Neste contexto, muito ainda tem de ser feito. Para além da necessidade de potenciar o apoio a projetos de sustentabilidade e regeneração através de instrumentos tradicionais, como os anteriormente referidos, o papel de operações de financiamento estruturado, como "project finance" para apoio a projetos de transição climática de larga escala, ou da titularização de ativos que permita aos bancos uma mais eficiente gestão dos seus riscos, será muito relevante. Adicionalmente, é fundamental atrair fundos de capital de risco e que os governos estejam dispostos a conceder financiamento (ou garantias) com a rapidez e a escala necessárias para acompanharem o setor privado.
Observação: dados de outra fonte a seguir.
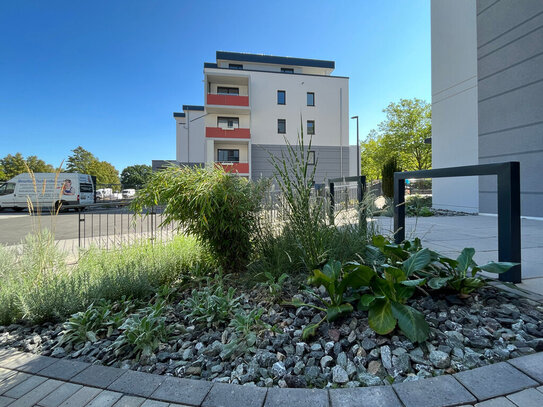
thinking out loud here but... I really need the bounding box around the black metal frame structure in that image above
[328,175,366,224]
[393,162,521,283]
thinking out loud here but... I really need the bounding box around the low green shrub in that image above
[0,232,213,325]
[183,283,241,327]
[132,166,264,272]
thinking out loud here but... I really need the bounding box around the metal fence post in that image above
[329,181,335,225]
[497,162,521,283]
[393,174,406,244]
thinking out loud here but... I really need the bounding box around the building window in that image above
[281,68,294,73]
[217,117,239,129]
[217,86,239,95]
[307,151,315,165]
[229,63,243,70]
[278,119,286,134]
[307,92,315,106]
[217,149,239,162]
[307,120,315,135]
[277,90,286,105]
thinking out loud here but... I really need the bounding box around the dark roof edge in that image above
[173,112,186,118]
[204,62,218,68]
[182,105,205,111]
[203,65,349,80]
[216,51,335,69]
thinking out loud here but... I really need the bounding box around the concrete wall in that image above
[176,110,206,164]
[431,0,480,213]
[251,144,351,183]
[477,0,543,217]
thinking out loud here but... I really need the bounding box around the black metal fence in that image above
[77,202,178,250]
[393,162,521,283]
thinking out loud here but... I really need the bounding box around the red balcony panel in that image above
[207,94,249,106]
[216,162,249,174]
[205,127,250,139]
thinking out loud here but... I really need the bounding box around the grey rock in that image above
[320,355,334,369]
[392,353,411,374]
[271,361,286,378]
[204,340,223,357]
[295,342,306,356]
[337,352,347,368]
[310,343,322,352]
[429,350,450,369]
[361,338,377,351]
[381,345,392,370]
[51,347,66,358]
[347,330,357,343]
[284,374,307,388]
[358,372,382,386]
[332,365,349,384]
[293,361,305,375]
[305,365,320,380]
[211,364,224,374]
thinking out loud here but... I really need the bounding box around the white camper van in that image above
[0,173,95,212]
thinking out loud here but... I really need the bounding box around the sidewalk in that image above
[1,348,543,407]
[373,215,543,295]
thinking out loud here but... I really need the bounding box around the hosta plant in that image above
[184,284,241,327]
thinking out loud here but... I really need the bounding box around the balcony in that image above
[206,127,250,139]
[207,94,249,107]
[216,162,249,174]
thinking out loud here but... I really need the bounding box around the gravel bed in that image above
[1,285,542,389]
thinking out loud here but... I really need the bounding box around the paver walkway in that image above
[373,215,543,295]
[1,349,543,406]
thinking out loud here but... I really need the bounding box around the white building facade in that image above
[155,51,355,183]
[431,0,543,218]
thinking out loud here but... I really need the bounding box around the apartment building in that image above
[431,0,543,217]
[154,51,356,183]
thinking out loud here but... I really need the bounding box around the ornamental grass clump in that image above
[132,165,263,272]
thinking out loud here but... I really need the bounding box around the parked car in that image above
[122,189,136,199]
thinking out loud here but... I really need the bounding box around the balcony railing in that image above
[207,94,249,107]
[216,162,249,174]
[206,127,250,139]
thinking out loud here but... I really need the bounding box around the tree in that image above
[0,153,55,180]
[121,164,152,189]
[361,98,431,180]
[87,160,120,186]
[66,146,97,174]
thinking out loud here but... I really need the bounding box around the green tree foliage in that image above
[0,153,55,180]
[360,98,431,181]
[66,146,119,185]
[66,146,97,174]
[381,157,401,198]
[87,160,120,186]
[121,164,152,189]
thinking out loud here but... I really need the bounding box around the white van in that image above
[0,173,95,212]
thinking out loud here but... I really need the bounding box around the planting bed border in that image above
[1,348,543,407]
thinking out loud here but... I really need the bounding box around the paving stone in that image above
[474,398,516,407]
[393,374,476,407]
[0,396,16,407]
[0,372,33,395]
[37,382,83,407]
[38,359,90,381]
[454,362,538,401]
[506,388,543,407]
[508,353,543,383]
[264,388,328,407]
[329,386,402,407]
[538,385,543,394]
[150,376,211,406]
[108,371,165,398]
[0,353,56,373]
[85,390,123,407]
[59,387,102,407]
[0,351,25,366]
[0,368,16,382]
[112,395,147,407]
[9,379,62,407]
[202,382,267,407]
[141,400,170,407]
[3,375,47,398]
[71,365,126,388]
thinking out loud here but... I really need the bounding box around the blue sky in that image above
[0,0,430,172]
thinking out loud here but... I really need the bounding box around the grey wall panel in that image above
[251,144,350,183]
[477,0,543,49]
[477,0,543,217]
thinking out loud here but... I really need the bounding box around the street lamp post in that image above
[350,116,360,178]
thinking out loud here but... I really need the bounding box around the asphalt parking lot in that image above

E é aqui que o "blended finance", sendo ou não em regime de "project finance", o qual envolve a utilização de fundos públicos, tais como subsídios, empréstimos através de bancos de desenvolvimento, ou garantias para mitigar os riscos associados ao investimento privado em países ou setores de atividades com níveis de risco mais elevados, pode desempenhar um papel crítico. Tal encorajará fundos de investimento e investidores privados em geral a alocar capital a projetos com impacto positivo no ambiente e na sociedade, enquanto ajuda a reduzir falhas de mercado que, tipicamente, afastam o investimento privado.